Mestizia per la lontananza della sua donna

e per la propria malattia.

Non bastava, che lungo intero il verno
Sepolto io stessi in solitudin trista,
Privo di quella cara ed alma vista,
4 Che sola in tregua pon mio pianto eterno?
Mute selve, ov’io sfogo ebbi all’interno
Mio duol, cui speme pur iva frammista;
Ecco, ognuna di voi vita racquista;
8 E nuove fronde, e fior novelli io scerno.
Non, lasso! in me, cui la speranza è tolta
Di riveder tra queste amene piagge
11 Donna, in chi mia ventura2 e vita è accolta.
Gioja non v’ha, che omai piú il cor m’irragge;3
Morte mi s’è d’intorno ad esso4 avvolta,
14 E lenta lenta a sua magion mi tragge.5


Note

  1. Ho detto piú sopra, accennando ai lavori dell’A. nel 1786, che, mentre viveva tutto con l’animo in essi, dové interromperli per un fiero accesso di podagra, che durò 15 giorni: «nel maggio... mercé la gran dieta e il riposo si trovò bastantemente riavuto di forze» (Aut., IV, 16°).
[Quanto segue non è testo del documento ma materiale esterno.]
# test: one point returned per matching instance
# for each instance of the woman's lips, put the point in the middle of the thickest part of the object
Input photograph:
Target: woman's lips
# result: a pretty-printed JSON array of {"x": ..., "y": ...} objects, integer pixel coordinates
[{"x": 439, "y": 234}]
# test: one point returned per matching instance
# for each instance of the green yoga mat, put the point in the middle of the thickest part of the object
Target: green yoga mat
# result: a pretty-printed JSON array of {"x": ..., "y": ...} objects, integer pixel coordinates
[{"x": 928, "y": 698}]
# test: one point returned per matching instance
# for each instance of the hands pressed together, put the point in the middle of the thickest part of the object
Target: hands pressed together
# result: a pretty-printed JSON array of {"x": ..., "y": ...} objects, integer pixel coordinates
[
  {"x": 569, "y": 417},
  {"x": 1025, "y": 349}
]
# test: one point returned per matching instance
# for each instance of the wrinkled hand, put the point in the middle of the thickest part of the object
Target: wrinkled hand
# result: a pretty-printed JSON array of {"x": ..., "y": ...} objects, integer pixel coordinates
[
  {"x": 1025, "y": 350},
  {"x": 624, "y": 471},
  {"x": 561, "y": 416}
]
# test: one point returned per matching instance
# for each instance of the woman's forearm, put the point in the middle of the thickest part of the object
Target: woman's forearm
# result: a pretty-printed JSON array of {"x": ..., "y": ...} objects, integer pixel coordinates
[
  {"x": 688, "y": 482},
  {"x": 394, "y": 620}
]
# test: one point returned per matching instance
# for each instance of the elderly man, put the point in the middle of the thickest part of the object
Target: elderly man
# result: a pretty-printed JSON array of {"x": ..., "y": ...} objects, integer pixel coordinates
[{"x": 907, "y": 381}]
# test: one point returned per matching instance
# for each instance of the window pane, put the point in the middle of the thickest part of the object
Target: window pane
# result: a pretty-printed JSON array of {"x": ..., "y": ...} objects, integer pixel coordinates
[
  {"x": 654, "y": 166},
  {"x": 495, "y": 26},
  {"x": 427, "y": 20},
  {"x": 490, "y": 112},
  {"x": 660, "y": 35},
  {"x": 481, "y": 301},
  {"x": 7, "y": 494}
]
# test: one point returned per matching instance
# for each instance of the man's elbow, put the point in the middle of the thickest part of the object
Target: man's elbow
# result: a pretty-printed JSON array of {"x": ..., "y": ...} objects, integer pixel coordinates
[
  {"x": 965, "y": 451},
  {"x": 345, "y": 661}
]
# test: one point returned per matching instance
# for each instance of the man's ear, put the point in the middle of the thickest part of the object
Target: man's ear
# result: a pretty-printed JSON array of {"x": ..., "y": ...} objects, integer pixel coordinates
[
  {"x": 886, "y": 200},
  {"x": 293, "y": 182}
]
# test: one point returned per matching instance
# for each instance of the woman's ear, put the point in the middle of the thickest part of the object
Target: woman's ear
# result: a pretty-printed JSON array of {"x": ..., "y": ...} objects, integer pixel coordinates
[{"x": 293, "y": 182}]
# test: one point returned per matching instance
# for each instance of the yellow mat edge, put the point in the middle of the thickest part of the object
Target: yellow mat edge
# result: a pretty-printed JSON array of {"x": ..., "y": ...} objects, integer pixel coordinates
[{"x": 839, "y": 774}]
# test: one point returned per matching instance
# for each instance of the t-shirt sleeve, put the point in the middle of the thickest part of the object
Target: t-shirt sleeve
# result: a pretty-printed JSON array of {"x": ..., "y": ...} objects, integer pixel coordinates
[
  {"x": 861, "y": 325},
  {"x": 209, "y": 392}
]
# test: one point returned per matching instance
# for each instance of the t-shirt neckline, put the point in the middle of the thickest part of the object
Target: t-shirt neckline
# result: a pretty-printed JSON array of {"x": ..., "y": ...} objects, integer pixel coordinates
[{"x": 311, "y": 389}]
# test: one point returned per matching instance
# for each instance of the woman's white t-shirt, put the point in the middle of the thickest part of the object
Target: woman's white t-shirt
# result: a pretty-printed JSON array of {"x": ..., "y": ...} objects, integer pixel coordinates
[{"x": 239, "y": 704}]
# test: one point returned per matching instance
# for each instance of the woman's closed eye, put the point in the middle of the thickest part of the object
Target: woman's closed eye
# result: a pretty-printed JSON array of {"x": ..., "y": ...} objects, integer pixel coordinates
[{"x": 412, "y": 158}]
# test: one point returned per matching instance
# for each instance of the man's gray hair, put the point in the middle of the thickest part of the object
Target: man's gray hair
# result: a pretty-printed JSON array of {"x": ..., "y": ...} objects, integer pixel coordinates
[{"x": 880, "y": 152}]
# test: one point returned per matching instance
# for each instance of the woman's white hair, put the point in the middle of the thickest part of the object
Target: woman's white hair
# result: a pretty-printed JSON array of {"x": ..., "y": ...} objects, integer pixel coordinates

Il 24 aprile compose il surriferito sonetto, complemento di un altro sullo stesso argomento, scritto due giorni avanti, e che mandò all’abate di Caluso con una lettera, mancante di data, ma che deve riferirsi a quei giorni (Epist., pag. 127 e seg.).
  2. 11. Mia ventura, il mio bene e il mio male.
  3. 12. M’irragge, mi illumini.
  4. 13. Ad esso, al cuore.
  5. 14. Nessuna esagerazione; il pericolo fu assai grave, come dice l’A. stesso nel passo dell’Autobiografia che precede quello da me sovraccitato.